As its name implies, 4K ultra-high-definition TV (UHDTV) offers four-times the resolution of 1080p TV displays, at 3840 × 2160 pixels. That is a lot of pixels, and the displays provide a very impressive picture. The latest standard for UHDTV, Rec 2020, is capable of producing colors that can't possibly be reproduced on HDTV, making 4K displays somewhat of a breakthrough.
Whether that matters enough to drive significant sales is a whole different question. If consumers were reluctant to purchase 3D TVs even after flocking to theaters for major 3D movie titles, they may not be lining up for these higher-resolution TVs right away. It's not likely that many people are dissatisfied with their 1080p HDTVs. Getting consumers to purchase 4K UHDTVs would mean convincing them that there's something wrong with the TV they already own.

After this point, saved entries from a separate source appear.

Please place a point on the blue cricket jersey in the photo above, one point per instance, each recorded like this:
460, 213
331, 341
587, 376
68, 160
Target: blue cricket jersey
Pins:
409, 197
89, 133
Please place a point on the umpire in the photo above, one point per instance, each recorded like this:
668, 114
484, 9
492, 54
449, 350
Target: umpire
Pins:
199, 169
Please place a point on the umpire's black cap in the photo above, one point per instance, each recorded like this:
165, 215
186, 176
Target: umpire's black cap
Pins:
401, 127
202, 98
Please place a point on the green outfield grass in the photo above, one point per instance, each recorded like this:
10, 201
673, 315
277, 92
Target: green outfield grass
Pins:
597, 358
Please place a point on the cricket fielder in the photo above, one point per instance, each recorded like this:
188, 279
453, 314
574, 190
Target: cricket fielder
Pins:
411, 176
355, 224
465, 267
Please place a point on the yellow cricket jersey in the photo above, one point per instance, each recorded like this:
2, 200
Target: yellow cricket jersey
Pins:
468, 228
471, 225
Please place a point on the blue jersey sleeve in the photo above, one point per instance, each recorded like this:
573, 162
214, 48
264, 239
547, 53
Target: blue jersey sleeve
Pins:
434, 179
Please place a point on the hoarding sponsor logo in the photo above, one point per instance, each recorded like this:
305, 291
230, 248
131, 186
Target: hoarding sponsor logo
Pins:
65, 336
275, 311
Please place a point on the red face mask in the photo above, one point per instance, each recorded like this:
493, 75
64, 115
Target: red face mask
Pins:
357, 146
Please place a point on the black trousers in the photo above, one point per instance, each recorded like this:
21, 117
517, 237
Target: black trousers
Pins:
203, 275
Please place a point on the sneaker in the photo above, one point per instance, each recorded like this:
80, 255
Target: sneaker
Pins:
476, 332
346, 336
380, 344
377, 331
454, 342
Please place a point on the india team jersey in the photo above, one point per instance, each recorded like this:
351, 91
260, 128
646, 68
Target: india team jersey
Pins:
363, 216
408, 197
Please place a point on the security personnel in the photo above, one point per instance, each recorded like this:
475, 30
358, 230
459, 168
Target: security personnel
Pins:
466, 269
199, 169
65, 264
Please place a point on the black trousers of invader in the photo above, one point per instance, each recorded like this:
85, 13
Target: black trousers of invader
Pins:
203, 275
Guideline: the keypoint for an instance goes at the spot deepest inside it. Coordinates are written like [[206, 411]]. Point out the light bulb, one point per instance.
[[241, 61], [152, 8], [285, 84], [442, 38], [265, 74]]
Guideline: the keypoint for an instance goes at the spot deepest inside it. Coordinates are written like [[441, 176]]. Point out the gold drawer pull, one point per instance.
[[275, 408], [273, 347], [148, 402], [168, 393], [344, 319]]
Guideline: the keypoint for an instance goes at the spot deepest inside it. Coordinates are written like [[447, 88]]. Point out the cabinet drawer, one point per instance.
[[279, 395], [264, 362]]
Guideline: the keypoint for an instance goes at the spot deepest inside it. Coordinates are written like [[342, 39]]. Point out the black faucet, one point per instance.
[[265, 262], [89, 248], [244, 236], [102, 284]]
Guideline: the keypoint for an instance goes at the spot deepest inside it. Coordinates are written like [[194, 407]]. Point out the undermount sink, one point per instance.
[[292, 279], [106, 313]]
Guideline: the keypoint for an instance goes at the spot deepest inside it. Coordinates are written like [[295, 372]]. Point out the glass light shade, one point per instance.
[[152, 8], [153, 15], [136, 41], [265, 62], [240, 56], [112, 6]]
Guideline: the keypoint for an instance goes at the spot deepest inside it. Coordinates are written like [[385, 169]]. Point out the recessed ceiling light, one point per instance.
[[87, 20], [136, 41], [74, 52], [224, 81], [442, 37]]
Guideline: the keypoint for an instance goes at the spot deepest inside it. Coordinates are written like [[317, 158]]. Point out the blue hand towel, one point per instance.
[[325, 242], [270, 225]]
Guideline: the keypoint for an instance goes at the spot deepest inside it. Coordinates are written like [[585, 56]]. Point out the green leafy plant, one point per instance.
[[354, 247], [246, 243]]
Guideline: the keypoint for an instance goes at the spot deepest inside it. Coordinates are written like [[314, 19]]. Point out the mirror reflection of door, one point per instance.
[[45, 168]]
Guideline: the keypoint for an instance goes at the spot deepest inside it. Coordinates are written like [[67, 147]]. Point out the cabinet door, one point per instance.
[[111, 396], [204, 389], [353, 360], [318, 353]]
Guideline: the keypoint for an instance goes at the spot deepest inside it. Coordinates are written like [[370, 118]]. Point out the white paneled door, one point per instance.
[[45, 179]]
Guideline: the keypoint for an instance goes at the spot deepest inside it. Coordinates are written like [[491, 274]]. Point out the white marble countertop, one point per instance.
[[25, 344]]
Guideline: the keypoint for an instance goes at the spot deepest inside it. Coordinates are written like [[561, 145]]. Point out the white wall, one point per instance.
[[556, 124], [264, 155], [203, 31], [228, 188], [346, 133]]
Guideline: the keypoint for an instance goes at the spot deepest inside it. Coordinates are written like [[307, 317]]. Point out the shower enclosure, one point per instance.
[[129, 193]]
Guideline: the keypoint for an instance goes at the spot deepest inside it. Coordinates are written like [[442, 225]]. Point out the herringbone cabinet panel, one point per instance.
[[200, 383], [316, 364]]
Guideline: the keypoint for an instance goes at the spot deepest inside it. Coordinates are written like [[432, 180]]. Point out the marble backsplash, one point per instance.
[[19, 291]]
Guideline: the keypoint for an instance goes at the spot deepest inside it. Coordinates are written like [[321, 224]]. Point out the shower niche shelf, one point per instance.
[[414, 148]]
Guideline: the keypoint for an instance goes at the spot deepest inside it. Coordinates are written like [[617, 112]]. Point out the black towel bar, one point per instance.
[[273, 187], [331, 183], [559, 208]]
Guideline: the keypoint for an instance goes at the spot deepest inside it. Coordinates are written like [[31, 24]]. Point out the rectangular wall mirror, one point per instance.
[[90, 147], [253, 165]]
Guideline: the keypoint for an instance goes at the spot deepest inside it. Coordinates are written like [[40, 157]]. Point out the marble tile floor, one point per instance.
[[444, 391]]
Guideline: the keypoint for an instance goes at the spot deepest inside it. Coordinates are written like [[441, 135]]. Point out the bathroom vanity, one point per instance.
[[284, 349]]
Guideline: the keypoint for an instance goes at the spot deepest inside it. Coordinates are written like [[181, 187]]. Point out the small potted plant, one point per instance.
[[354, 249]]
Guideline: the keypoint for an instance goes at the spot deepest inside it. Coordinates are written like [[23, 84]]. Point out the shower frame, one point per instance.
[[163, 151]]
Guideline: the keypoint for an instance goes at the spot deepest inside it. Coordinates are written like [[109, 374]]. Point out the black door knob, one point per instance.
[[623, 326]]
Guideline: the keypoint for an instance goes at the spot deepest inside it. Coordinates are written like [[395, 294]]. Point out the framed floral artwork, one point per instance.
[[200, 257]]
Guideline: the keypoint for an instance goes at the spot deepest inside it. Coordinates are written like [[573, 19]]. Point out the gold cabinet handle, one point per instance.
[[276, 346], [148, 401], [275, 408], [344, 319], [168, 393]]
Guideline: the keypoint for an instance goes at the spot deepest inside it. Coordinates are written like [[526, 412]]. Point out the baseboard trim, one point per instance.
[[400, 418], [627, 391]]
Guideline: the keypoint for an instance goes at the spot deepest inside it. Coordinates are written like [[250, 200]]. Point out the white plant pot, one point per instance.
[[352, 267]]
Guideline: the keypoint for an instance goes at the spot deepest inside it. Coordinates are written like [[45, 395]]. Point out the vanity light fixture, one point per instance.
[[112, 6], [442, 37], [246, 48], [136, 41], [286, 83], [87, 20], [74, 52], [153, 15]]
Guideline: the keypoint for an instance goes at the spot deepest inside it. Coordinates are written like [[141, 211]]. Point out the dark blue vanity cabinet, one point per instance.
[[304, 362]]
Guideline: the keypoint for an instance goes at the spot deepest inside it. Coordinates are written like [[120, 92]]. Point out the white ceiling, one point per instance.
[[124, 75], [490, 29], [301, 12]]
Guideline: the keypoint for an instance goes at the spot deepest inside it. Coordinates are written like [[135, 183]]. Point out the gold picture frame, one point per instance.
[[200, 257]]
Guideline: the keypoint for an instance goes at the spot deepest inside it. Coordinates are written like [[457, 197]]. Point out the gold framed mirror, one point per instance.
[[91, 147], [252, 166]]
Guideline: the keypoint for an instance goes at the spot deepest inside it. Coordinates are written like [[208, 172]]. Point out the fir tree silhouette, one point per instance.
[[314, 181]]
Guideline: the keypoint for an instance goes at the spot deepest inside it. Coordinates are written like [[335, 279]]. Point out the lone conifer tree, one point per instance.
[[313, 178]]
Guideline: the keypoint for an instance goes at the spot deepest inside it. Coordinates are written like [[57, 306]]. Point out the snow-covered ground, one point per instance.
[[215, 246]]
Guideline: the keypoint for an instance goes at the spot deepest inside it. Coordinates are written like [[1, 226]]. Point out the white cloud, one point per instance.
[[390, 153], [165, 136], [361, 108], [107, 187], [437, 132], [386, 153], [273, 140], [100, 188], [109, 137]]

However, a few content breakthroughs at CES could turn the heads of TV lovers. Smart TVs with Internet apps, such as Netflix and fantasy football, can't come soon enough. Haier showed a smart TV with Roku Internet streaming compatibility, while Hisense showed a Google TV-based display that came with a custom, two-sided remote control. One side featured a trackpad and individual buttons for Netflix and live TV, while the other was equipped with a full QWERTY keyboard for search.
Meanwhile, others focused solely on providing TV content in new ways. Dish Networks' Hopper, which records content and makes it accessible on other TVs in the house, earned rave reviews from many at CES. Even more exciting was the news that the Hopper would come compatible with Slingbox technology, which allows remote access to local TV content, including regional sports games and DVR recordings, on Android and iOS devices.
If the mobile phone has been the focus of innovation of the past five years, it seems the TV is the device manufacturers are targeting for the next few.
The PC is now another touchscreen device
It became apparent at CES 2013 that the touchscreen is ready to make its foray into more traditional computing form factors.
First came an announcement during an Intel press conference on Monday. While showing off a string of convertible, hybrid notebook/tablet devices, Kirk Skaugen, general manager of Intels' PC client group, declared that touchscreen navigation will be a requirement for any device in the fourth generation of its Ultrabook line.
In the tablet age, consumers may not abandon PCs entirely, as many have declared, but they will see the advantages of a tablet's mobility and large screen size. Intel recognizes this, and with the new requirement it's encouraging manufacturers to continue putting out more devices that can convert from notebook to tablet.